My expectations are that Stanford's defense will get gashed. As far as I can tell, dealing with Oregon's offense is about discipline: not biting on the myriad fakes, sticking to your gap or assignment, and tackling surely in your one-on-one assignment. The defense should be fine on the first two; it will suck at the last one. Stanford defenses have sucked at tackling for as long as I've watched Stanford teams (2005, when I was a freshman there). Moreover, if you love watching bubble screens, I bet you'll see a lot of them against Stanford on Saturday: our corners give up big cushions because otherwise we'd be too slow. To be fair, there's been a lot of shuffling on defense towards younger players who were better recruited--Delano Howell at safety is a huge, disciplined hitter; Shayne Skov (#11) is a true freshman who's done good work--but I don't expect much. If Stanford wins, here's how we'll do it: a key turnover or two, combined with limiting Oregon to a FG on a drive it could've gotten a TD in, then scoring 35+ ourselves. I feel pretty decent about the chances of scoring 35+; the odds of holding Oregon in that range are low.

Jim Harbaugh has done a great job turning around a program that was very low for quite a few years. Will he be able to push Stanford into the upper echelon of the Pac-10?
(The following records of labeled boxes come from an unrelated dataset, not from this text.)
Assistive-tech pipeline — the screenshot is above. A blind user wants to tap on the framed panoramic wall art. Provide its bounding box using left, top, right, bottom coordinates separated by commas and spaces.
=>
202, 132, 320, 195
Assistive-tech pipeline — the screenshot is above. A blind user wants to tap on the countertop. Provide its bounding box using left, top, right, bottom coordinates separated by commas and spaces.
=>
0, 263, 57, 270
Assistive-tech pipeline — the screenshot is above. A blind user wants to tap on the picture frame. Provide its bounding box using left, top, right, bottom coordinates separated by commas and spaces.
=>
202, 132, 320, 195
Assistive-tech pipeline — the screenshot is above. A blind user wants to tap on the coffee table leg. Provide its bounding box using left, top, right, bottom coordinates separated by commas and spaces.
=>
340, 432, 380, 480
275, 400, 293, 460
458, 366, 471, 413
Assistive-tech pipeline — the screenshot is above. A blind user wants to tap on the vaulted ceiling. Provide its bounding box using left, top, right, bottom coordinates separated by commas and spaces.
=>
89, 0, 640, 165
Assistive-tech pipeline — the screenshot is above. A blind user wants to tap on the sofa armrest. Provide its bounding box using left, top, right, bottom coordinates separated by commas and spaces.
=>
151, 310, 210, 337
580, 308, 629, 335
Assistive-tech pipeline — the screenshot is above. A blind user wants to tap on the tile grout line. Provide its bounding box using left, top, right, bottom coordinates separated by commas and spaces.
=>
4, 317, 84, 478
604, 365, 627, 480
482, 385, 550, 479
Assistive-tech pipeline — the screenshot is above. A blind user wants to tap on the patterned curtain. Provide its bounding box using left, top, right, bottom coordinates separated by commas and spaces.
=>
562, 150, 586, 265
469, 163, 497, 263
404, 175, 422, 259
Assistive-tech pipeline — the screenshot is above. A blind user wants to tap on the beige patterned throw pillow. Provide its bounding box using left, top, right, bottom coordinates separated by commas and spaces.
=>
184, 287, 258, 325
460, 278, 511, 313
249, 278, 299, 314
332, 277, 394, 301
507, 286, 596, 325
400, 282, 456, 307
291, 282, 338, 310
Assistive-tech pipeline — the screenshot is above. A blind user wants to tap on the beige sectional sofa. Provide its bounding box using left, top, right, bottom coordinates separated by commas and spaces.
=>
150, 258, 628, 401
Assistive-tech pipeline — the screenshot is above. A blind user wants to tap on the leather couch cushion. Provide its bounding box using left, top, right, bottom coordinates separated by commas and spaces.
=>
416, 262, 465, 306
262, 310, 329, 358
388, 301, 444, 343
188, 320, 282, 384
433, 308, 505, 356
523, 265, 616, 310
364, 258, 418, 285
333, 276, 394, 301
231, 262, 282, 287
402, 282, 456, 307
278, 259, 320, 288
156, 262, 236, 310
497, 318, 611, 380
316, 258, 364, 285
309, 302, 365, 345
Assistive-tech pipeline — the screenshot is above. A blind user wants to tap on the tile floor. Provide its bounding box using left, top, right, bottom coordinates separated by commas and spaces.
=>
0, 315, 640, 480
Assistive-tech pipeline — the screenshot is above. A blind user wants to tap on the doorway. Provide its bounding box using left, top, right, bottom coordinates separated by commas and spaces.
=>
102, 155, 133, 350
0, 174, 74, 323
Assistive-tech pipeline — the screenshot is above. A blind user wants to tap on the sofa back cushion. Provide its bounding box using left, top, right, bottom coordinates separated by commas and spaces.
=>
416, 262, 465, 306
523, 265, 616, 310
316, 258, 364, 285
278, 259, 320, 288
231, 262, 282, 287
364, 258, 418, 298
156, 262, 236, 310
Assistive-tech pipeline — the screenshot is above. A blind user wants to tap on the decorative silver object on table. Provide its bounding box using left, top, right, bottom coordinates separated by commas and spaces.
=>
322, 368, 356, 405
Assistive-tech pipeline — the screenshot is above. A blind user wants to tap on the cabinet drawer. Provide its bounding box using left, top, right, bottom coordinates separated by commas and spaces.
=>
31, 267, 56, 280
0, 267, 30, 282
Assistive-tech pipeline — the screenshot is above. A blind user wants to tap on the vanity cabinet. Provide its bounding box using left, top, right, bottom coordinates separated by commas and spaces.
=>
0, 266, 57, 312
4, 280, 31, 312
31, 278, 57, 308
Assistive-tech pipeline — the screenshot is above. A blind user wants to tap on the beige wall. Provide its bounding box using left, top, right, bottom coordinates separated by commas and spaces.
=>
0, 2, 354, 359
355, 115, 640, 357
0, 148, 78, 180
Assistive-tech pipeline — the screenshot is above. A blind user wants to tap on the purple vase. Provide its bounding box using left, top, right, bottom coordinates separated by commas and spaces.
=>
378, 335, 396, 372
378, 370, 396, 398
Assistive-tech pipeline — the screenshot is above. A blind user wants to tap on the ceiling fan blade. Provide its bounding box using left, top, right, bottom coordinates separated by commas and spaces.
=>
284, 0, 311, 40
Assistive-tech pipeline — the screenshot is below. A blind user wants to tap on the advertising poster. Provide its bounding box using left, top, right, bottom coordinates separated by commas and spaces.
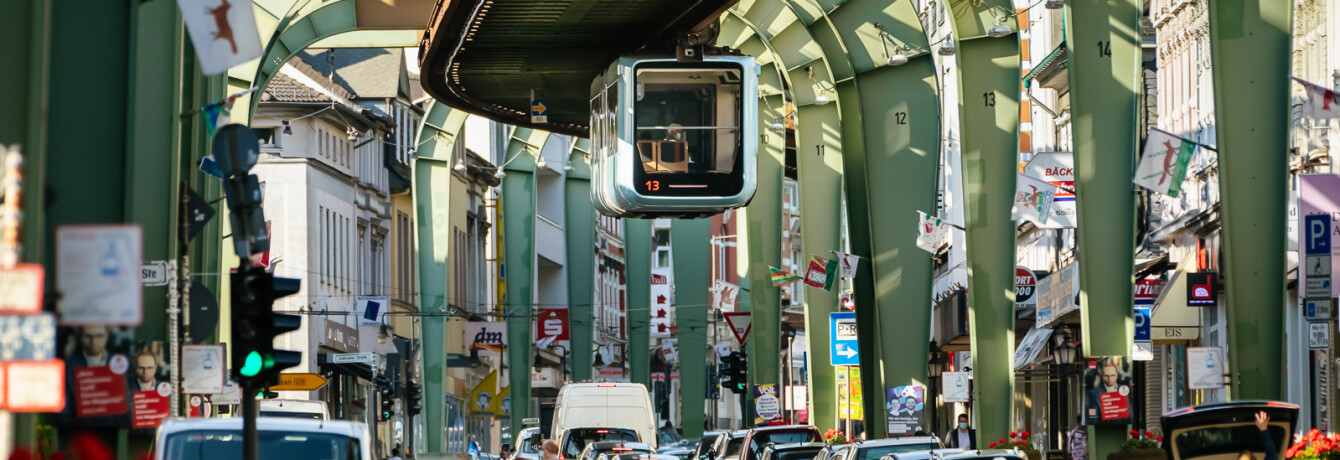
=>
1186, 346, 1223, 390
884, 385, 926, 437
939, 371, 973, 402
1084, 357, 1131, 425
753, 384, 781, 425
The only thing that can stop Stanford from consistently being an upper-echelon team is Jim Harbaugh leaving. Who knows what the odds of that are. I've heard conjecture about that in both directions, so I really have no read on how likely that is. I will tell you that the places he'd leave to are these: San Diego Chargers, because he has a relationship with the owner, Oakland Raiders, because he and Al Davis hit it off when Harbaugh coached there, and Michigan, if only because that's his alma mater (assuming they'd have him, after that controversy where Harbaugh dissed their academic standards). But if he does stay, you can expect continued success. Harbaugh's an increasingly creative offensive coach, now that the cupboard is filling up, and a great recruiter, at least on the offensive side of the ball. I have my worries about his defensive recruiting, but I guess time will tell (or it won't, if he leaves).